Cuando atraca en el Arsenal de Cartagena, el BIO Hespérides ya nos muestra que no es un barco más de la Armada. Su casco naranja no es como el de otros buques militares y basta cruzar la pasarela para descubrir que su misión es completamente distinta. A bordo no hay cañones ni misiles. Tampoco sistemas de combate. En su lugar, hay laboratorios, sensores oceanográficos, equipos de análisis y tecnología capaz de investigar el océano hasta profundidades de 8.000 metros.
Con 35 años de servicio, el Buque de Investigación Oceanográfica Hespérides, es uno de los barcos más activos de la Armada con un promedio de 240 días de navegación al año y se ha convertido en una de las principales plataformas científicas de España y en una referencia internacional para el estudio de los océanos y las regiones polares. No en vano, el Ministerio de Ciencia lo considera una Infraestructura Científica y Técnica Singular (ICTS), una categoría reservada a instalaciones únicas por sus capacidades tecnológicas y científicas.
A diferencia de cualquier otro barco de la Armada, el Hespérides fue concebido para una única misión: hacer ciencia.
Su diseño permite desarrollar investigaciones en campos tan diversos como la oceanografía física, la geología marina, la biología, la química oceánica, la meteorología o el estudio del cambio climático.
Para ello dispone de once laboratorios científicos permanentes que suman más de 350 metros cuadrados dedicados exclusivamente a la investigación.
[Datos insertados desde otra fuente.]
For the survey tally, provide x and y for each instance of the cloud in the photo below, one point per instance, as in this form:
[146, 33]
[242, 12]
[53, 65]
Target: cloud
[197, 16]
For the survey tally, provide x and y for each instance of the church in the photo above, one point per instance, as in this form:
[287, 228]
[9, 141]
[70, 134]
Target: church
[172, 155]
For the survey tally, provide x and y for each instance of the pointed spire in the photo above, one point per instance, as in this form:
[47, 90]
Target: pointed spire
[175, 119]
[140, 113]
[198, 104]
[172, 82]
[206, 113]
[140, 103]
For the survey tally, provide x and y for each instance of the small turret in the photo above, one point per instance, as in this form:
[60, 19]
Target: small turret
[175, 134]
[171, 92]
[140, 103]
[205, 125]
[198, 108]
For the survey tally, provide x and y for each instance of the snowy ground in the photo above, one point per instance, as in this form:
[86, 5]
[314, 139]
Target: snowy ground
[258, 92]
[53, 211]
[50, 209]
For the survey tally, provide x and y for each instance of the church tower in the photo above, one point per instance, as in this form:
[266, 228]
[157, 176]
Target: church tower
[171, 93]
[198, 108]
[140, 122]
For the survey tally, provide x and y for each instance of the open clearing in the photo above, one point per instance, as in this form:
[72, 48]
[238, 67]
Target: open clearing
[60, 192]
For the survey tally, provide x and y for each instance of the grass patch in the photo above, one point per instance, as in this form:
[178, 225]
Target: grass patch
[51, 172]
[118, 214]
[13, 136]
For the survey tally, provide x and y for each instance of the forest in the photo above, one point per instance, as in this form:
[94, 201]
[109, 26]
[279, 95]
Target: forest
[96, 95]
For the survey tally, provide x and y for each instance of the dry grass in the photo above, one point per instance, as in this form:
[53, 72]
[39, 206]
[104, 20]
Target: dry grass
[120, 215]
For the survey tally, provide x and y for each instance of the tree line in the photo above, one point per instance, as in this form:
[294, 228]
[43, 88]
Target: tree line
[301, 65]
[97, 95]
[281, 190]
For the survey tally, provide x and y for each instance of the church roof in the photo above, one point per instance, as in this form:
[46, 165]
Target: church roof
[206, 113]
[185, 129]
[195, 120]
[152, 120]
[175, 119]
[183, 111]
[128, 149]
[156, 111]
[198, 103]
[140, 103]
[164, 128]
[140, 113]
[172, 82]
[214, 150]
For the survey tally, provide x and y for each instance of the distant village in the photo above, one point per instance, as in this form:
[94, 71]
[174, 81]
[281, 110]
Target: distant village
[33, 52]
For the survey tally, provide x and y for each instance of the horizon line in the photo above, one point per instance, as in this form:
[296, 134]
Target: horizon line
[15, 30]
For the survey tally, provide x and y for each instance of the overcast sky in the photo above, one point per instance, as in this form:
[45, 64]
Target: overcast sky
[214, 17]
Se encuentran situados en las cubiertas inferiores para minimizar el efecto de los movimientos del barco durante los temporales y garantizar la estabilidad de los experimentos.
Entre sus instalaciones destacan un laboratorio frío capaz de trabajar a temperaturas de hasta 20 grados bajo cero, ultracongeladores de -80 ºC para conservar muestras biológicas y una compleja red de distribución continua de agua marina que permite estudiar organismos y procesos oceánicos prácticamente en tiempo real.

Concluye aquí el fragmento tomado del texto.